Puisi Religi dan Maknanya
Puisi berikut ialah beberapa contoh puisi religi karya Mamik Wijayanti, sastra Indonesia, Universitas Airlangga nan akan diberikan ulasan sedikit tentang makna dari puisi religi tersebut.
Refleksi Tuhan mengatakan banyak nan dipanggil, sedikit nan dipilih
Bukankah sekarang juga banyak nan ditanya, sedikit nan menjawab
Banyak nan melihat, sedikit nan sadar
Banyak nan mendengar, sedikit nan melakukan
Banyak nan berjalan, sedikit nan lurus
Banyak nan percaya, sedikit nan mengimani
Banyak nan taat, sedikit nan tekun
Banyak nan kaya, sedikit nan mau berbagi
Banyak nan tahu Tuhan, sedikit nan takut
Banyak nan menderita, sedikit nan bertahan
Banyak nan tahu kasih, sedikit nan sungguh
Banyak nan memuji, sedikit nan tulus
Banyak nan membaca firman, sedikit nan dipraktikkan
Lalu masuk di manakah engkau nan mengaku sebagai anak Tuhan
Surabaya, 25 Januari 2012
Bersatulah orang-orang benar
Kami berseru di tengah gersangnya pemikiran
Kami kumpulkan kegelisahan ini
Kami nobatkan
Engkau sebagai pengobat dahaga kegelisahan
Dunia makin menajamkan pisau dosa
Bersatulah orang-orang benarkumpulkan
Kebenaran sebagai bukti masih adanya Tuhan
Biarkan mulut nan mengaum menangkap angin
Dan mulut nan memuji menangkap amin
Bersatulah orang-orang benar
Di tengah tarian hayati dengan jeram jarum
Tak guna bibir menguap jika tidak ada kebenaran di sana
Kediri, 2012
Kedua puisi ini diciptakan pada kurun waktu nan sama, tetapi berbeda tempat.

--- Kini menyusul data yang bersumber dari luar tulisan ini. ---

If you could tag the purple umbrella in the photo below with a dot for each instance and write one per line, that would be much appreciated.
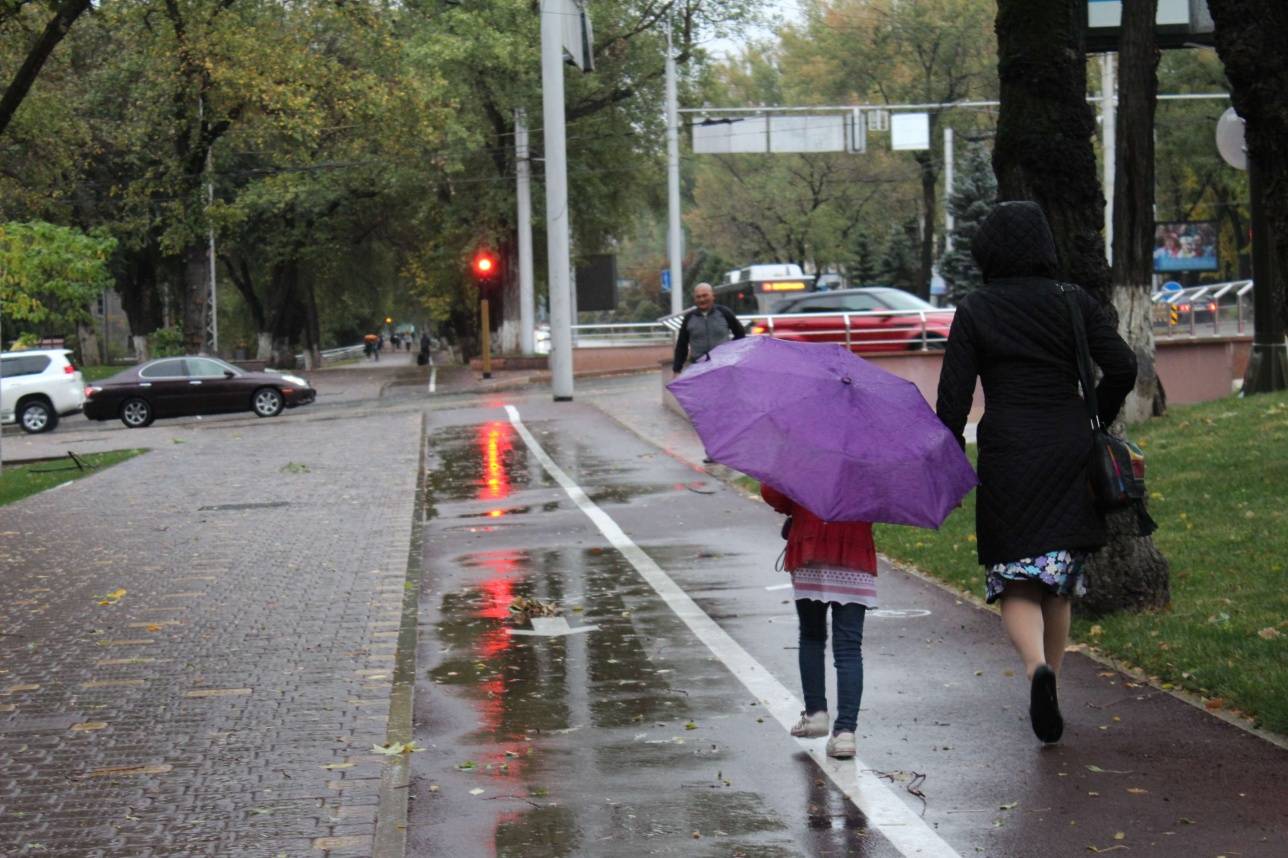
(835, 433)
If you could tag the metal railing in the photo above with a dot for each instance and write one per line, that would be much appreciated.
(858, 330)
(617, 334)
(1212, 309)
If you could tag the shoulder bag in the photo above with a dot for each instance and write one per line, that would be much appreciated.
(1116, 465)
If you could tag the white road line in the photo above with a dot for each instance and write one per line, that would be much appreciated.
(882, 808)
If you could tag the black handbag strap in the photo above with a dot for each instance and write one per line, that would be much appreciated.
(1082, 353)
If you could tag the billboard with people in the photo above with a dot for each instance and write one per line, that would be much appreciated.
(1190, 245)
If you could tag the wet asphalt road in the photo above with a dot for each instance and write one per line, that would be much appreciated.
(635, 740)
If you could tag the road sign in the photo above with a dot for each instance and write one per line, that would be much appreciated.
(1229, 139)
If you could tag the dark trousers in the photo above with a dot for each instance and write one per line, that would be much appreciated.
(846, 657)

Mari kita lihat puisi pertama dari Mamik Wijayanti nan pernah di muat pada sebuah buletin rohani kampus. Puisi religi berjudul, "Refleksi" tak banyak menggunakan metafora atau pun personifikasi dari segi bahasanya. Namun, makna nan terkandung dari setiap kalimat di atas seolah mengingatkan keberadaan kita sebagai manusia sudahkah bersikap dengan baik dan benar.

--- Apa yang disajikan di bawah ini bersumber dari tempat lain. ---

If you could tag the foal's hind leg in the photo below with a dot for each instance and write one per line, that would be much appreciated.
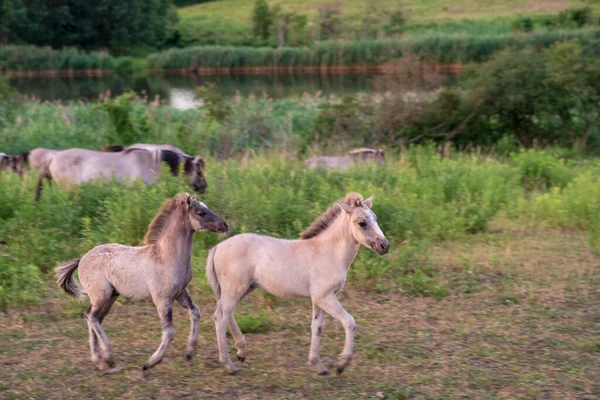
(236, 332)
(223, 314)
(94, 342)
(317, 324)
(185, 300)
(165, 313)
(95, 315)
(330, 304)
(238, 339)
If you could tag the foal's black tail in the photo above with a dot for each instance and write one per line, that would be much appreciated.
(44, 173)
(64, 277)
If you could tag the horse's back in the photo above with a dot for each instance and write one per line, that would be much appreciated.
(117, 267)
(328, 162)
(81, 165)
(277, 265)
(40, 157)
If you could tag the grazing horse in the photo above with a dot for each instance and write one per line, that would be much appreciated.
(363, 155)
(314, 267)
(76, 166)
(192, 165)
(12, 164)
(39, 157)
(159, 271)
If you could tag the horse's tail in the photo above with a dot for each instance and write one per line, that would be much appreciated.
(113, 148)
(25, 156)
(64, 277)
(44, 173)
(211, 275)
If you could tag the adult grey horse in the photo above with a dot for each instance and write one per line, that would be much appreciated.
(39, 157)
(76, 166)
(362, 155)
(313, 267)
(191, 163)
(159, 271)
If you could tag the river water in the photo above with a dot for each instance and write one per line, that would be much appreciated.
(178, 90)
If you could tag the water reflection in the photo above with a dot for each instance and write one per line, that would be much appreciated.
(179, 90)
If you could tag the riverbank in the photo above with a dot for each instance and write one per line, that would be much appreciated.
(329, 57)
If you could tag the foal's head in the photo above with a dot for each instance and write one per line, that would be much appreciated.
(202, 218)
(186, 207)
(194, 172)
(363, 223)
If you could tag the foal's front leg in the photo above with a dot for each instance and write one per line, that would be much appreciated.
(165, 313)
(332, 306)
(185, 300)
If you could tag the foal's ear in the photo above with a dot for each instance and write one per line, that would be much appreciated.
(345, 206)
(189, 199)
(199, 161)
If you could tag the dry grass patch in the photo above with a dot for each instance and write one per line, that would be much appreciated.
(476, 344)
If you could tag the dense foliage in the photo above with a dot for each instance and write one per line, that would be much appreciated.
(436, 48)
(119, 26)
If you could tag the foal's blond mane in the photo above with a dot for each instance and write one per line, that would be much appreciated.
(158, 224)
(327, 218)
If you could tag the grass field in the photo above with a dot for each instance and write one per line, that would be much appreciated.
(491, 288)
(522, 322)
(229, 21)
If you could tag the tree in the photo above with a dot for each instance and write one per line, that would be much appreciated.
(88, 24)
(513, 95)
(577, 77)
(262, 19)
(330, 21)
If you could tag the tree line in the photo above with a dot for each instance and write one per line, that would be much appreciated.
(118, 26)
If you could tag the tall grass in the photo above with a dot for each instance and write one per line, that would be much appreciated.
(420, 197)
(424, 200)
(444, 49)
(31, 58)
(439, 48)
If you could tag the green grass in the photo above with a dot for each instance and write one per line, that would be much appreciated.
(436, 48)
(490, 290)
(228, 22)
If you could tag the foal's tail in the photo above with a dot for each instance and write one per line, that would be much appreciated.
(211, 275)
(44, 173)
(64, 277)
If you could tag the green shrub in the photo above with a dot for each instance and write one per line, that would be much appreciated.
(419, 284)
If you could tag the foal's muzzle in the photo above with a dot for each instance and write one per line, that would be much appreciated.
(382, 246)
(224, 228)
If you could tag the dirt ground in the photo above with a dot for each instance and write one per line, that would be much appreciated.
(522, 322)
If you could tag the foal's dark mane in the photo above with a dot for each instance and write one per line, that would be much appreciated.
(158, 224)
(327, 218)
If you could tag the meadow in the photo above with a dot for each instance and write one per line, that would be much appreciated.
(229, 22)
(491, 288)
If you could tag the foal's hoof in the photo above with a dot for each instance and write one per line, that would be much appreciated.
(340, 369)
(147, 365)
(232, 370)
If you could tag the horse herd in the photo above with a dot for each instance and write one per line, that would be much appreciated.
(75, 166)
(141, 161)
(314, 266)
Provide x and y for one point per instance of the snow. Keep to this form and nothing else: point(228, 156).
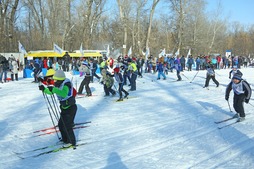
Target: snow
point(164, 124)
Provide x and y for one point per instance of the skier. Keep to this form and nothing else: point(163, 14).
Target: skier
point(242, 93)
point(234, 71)
point(48, 79)
point(160, 70)
point(107, 82)
point(119, 78)
point(210, 74)
point(63, 90)
point(84, 68)
point(132, 68)
point(177, 67)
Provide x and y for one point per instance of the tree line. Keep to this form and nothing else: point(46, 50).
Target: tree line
point(121, 24)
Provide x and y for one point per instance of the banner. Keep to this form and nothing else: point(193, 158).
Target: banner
point(81, 50)
point(57, 49)
point(108, 51)
point(129, 52)
point(22, 49)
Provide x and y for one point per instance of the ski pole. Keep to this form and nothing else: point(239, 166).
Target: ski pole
point(251, 104)
point(55, 107)
point(185, 76)
point(47, 103)
point(229, 106)
point(194, 77)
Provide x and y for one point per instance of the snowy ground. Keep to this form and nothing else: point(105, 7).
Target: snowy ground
point(164, 125)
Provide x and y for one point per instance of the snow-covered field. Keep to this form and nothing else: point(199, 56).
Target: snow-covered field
point(163, 125)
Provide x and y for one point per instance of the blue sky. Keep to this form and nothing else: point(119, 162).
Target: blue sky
point(235, 10)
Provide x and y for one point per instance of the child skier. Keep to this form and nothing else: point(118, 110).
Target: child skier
point(160, 69)
point(242, 93)
point(210, 75)
point(63, 89)
point(177, 67)
point(119, 78)
point(234, 71)
point(107, 82)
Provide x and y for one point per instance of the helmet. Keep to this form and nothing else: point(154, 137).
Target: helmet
point(50, 72)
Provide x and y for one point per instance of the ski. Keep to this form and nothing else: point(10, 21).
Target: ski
point(53, 151)
point(52, 128)
point(217, 122)
point(41, 148)
point(227, 125)
point(57, 130)
point(47, 132)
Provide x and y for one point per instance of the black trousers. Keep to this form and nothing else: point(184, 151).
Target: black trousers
point(108, 90)
point(121, 89)
point(65, 124)
point(85, 82)
point(208, 79)
point(238, 104)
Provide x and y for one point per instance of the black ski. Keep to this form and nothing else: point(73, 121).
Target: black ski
point(217, 122)
point(42, 148)
point(49, 129)
point(53, 151)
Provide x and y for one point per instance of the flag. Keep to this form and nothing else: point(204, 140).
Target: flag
point(177, 52)
point(147, 52)
point(22, 49)
point(81, 50)
point(57, 49)
point(163, 52)
point(108, 51)
point(189, 53)
point(129, 52)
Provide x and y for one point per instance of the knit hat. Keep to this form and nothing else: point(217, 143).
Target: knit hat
point(59, 75)
point(237, 76)
point(84, 63)
point(50, 72)
point(116, 69)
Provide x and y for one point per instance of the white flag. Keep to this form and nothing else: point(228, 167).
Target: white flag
point(129, 52)
point(81, 50)
point(22, 49)
point(57, 49)
point(108, 51)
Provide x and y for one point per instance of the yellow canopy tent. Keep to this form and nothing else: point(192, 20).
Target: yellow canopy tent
point(54, 54)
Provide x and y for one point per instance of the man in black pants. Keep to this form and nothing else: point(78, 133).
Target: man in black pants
point(242, 93)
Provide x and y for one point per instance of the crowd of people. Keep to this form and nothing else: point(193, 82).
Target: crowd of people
point(124, 70)
point(9, 69)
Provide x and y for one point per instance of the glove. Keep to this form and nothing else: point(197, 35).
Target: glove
point(40, 79)
point(41, 87)
point(51, 88)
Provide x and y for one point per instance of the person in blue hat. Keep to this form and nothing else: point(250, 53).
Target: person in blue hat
point(242, 93)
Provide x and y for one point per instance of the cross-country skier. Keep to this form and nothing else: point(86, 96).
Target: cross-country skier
point(119, 78)
point(234, 71)
point(242, 93)
point(210, 75)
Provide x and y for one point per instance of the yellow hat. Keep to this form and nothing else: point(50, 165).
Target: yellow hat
point(50, 72)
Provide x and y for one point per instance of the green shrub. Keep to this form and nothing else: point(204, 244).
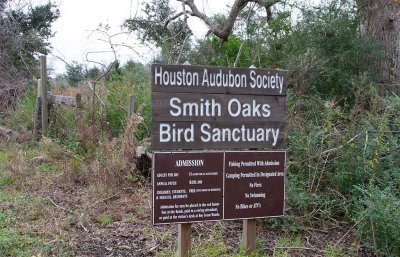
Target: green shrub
point(378, 217)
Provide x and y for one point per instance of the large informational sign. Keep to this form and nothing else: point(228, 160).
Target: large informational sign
point(201, 186)
point(202, 107)
point(227, 113)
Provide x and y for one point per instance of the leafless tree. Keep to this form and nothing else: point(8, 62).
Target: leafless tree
point(222, 31)
point(381, 20)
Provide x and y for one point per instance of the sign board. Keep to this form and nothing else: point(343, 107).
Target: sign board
point(200, 186)
point(205, 107)
point(225, 109)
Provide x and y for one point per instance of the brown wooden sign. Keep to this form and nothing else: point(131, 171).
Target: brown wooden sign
point(217, 80)
point(187, 187)
point(212, 135)
point(217, 107)
point(200, 186)
point(205, 107)
point(254, 184)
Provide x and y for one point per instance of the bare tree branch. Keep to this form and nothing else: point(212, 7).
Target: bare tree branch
point(224, 31)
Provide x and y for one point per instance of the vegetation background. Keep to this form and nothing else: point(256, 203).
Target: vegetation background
point(84, 189)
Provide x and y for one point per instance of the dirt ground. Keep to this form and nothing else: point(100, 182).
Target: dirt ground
point(45, 214)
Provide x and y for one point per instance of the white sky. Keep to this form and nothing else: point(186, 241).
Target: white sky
point(74, 36)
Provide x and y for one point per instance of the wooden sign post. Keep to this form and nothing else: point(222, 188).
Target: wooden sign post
point(43, 86)
point(224, 112)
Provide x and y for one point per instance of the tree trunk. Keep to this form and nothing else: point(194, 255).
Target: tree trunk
point(381, 20)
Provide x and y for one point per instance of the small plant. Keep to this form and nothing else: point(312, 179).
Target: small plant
point(105, 219)
point(5, 180)
point(378, 218)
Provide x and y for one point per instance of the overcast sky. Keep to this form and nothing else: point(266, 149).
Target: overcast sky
point(75, 38)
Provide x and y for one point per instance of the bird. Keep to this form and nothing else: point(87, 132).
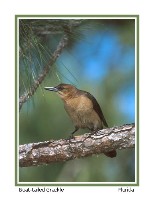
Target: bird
point(82, 108)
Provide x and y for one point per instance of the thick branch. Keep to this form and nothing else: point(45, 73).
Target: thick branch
point(45, 71)
point(105, 140)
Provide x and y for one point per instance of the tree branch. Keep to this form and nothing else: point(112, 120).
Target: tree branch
point(54, 56)
point(105, 140)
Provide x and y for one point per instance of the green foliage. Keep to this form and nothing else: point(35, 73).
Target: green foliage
point(43, 116)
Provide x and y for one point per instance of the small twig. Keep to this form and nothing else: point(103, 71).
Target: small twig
point(105, 140)
point(54, 56)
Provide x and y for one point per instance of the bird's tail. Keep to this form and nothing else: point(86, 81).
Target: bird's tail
point(111, 154)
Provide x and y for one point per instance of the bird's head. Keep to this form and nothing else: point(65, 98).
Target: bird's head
point(65, 91)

Terkadang manusia selalu merasa bahwa dirinya sudah baik, padahal dibalik semua itu masih ada hal-hal nan buruk. Hal ini ditandai dengan pengulangan kata "banyak" di setiap awal kalimat dan di tengahnya ada kata "sedikit". Seolah puisi religi ini ingin membandingkan bahwa banyak orang nan memang merasa baik, tetapi apakah sahih dia sudah berbuat baik.

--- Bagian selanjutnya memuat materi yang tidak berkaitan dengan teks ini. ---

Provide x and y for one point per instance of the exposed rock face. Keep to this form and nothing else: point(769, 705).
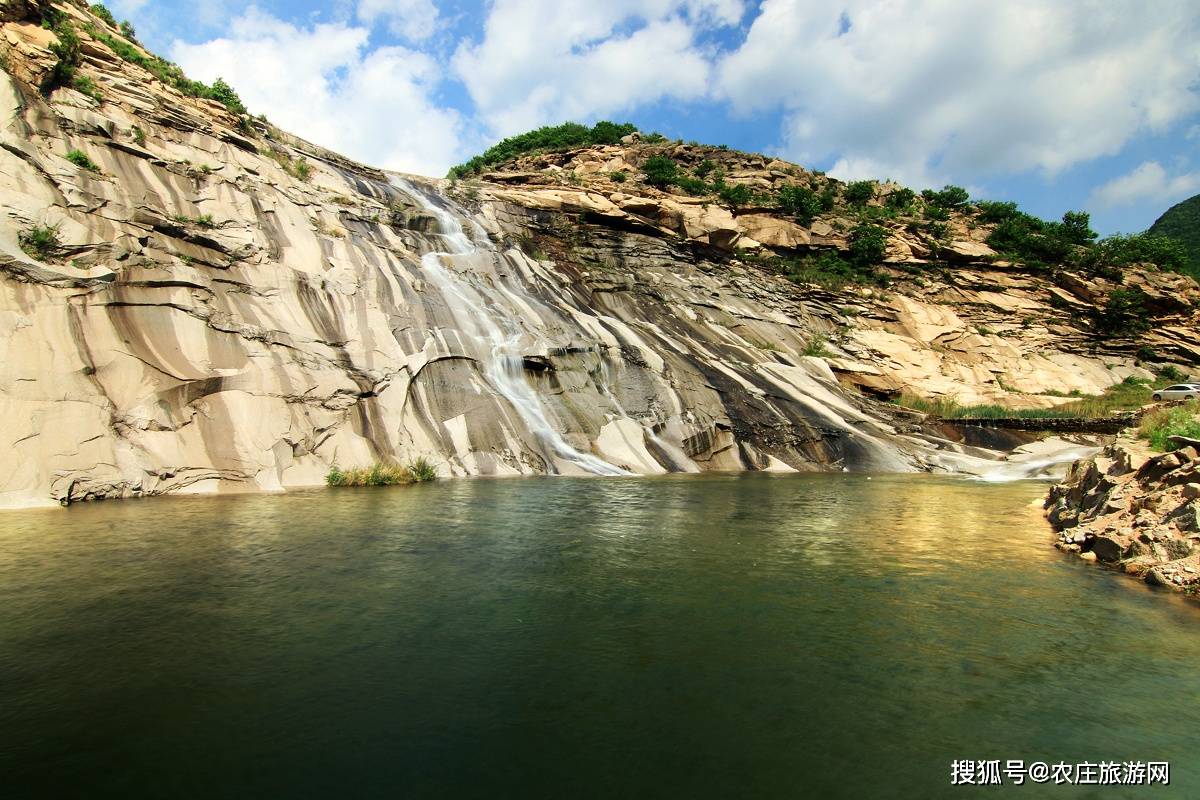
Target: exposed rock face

Kembali ke puisi religi berjudul, "Bersatulah Orang-Orang Benar," puisi ini bercerita tentang sikap orang benar. penulis berharap bahwa orang-orang sahih tak terprovokasi pada keadaan global nan makin kejam dan jahat. Sebab pada akhirnya nanti, siapa nan menabur niscaya akan menuai.
Seperti dalam kalimat "Biarkan mulut nan mengaum menangkap angin dan mulut nan memuji menangkap amin." Maksudnya ialah orang nan tak memanfaatkan hidupnya sebagai orang sahih pada akhirnya akan menjalani hayati nan sia-sia, sedangkan orang nan hidupnya sahih berada dalam keadaan amin alias ada sebuah agunan kehidupan.